Na madrugada do domingo (15), a “Caetana”, como os nordestinos cabras da peste docemente chamam a tinhosa morte, beijou a boca do homem de coração cheio de paixões. Uma parada cardíaca interrompeu a trajetória do senhor das tradições, que fez o brasiliense ganhar intimidade com a festança do boi do Maranhão e do tambor de crioula, tornando-se a figura mais importante do Distrito Federal no âmbito da cultura popular. Desde ontem, amigos, parentes e admiradores de seu Teodoro participam dos ritos fúnebres no Centro de Tradições Populares,. O velório segue até as 11h. Às 14h, o corpo será cremado.
Dono de múltiplos saberes populares, seu Teodoro fez-se mestre na labuta para matar a saudade doída do Maranhão distante. Foi condecorado pelas honras dos homens letrados. Tinha título da Ordem do Mérito Cultural, outorgado pelo presidente Luiz Inácio Lula da Silva, na gestão de Gilberto Gil à frente do Ministério da Cultura, em 2006. A brincadeira de Sobradinho foi tombada como patrimônio imaterial do DF e passou a ser conhecida em todo o país. O respeito e a reverência uniram gerações em torno desse rei popular. Não só os nove filhos vivos abraçaram a tradição (o caçula Guarapiranga é o herdeiro condutor das festas e dos projetos), como também uma legião de jovens encantada com o desejo incontrolável da mulata Catirina em comer a língua do boi.

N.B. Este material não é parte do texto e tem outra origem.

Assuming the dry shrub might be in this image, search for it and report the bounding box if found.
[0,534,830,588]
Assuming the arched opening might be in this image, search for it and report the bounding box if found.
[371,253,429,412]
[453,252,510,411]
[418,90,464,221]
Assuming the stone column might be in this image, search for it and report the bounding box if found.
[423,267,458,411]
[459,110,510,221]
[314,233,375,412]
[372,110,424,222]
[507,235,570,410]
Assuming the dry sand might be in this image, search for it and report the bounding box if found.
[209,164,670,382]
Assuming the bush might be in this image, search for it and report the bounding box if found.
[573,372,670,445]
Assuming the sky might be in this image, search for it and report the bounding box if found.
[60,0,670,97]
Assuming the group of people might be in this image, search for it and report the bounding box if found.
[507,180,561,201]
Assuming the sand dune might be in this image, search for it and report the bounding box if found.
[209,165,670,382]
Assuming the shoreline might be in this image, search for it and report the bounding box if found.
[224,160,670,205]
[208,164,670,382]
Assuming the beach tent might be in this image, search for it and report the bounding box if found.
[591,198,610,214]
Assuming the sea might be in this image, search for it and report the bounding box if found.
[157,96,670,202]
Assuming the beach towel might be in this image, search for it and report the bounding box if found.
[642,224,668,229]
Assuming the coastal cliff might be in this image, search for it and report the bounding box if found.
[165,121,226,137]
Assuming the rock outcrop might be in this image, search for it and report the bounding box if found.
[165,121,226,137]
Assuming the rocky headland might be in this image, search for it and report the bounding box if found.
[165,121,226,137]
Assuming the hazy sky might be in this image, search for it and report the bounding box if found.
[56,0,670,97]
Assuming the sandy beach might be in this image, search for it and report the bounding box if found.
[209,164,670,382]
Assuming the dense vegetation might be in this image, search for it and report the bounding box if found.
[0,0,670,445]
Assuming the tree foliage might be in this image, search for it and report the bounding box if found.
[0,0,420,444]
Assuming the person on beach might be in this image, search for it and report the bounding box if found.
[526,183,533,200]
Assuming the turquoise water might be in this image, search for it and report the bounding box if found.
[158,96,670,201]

Em agosto de 2011, com a ajuda de respirador artificial, seu Teodoro encheu os olhos de emoção ao ver a força da farra do boi, criada em Sobradinho há 48 anos. Sentou-se, como um soberano, em camarote todo enfeitado com motivos da brincadeira. Do terreiro, avistava-se aquele senhor de impecável chapéu de palha, adornado por fitas vermelha e preta. Mesmo doente, exibia a fisionomia terna. Há três anos, ele estava guerreando com o efisema pulmonar. Mas, ali, diante dos bois vindos de todo o país e daquela gente de muitos cantos do DF, parecia esbanjar saúde. “A festa cresceu muito, graças à resistência dele. Uma hora o reconhecimento chega”, comemorou Guarapiranga.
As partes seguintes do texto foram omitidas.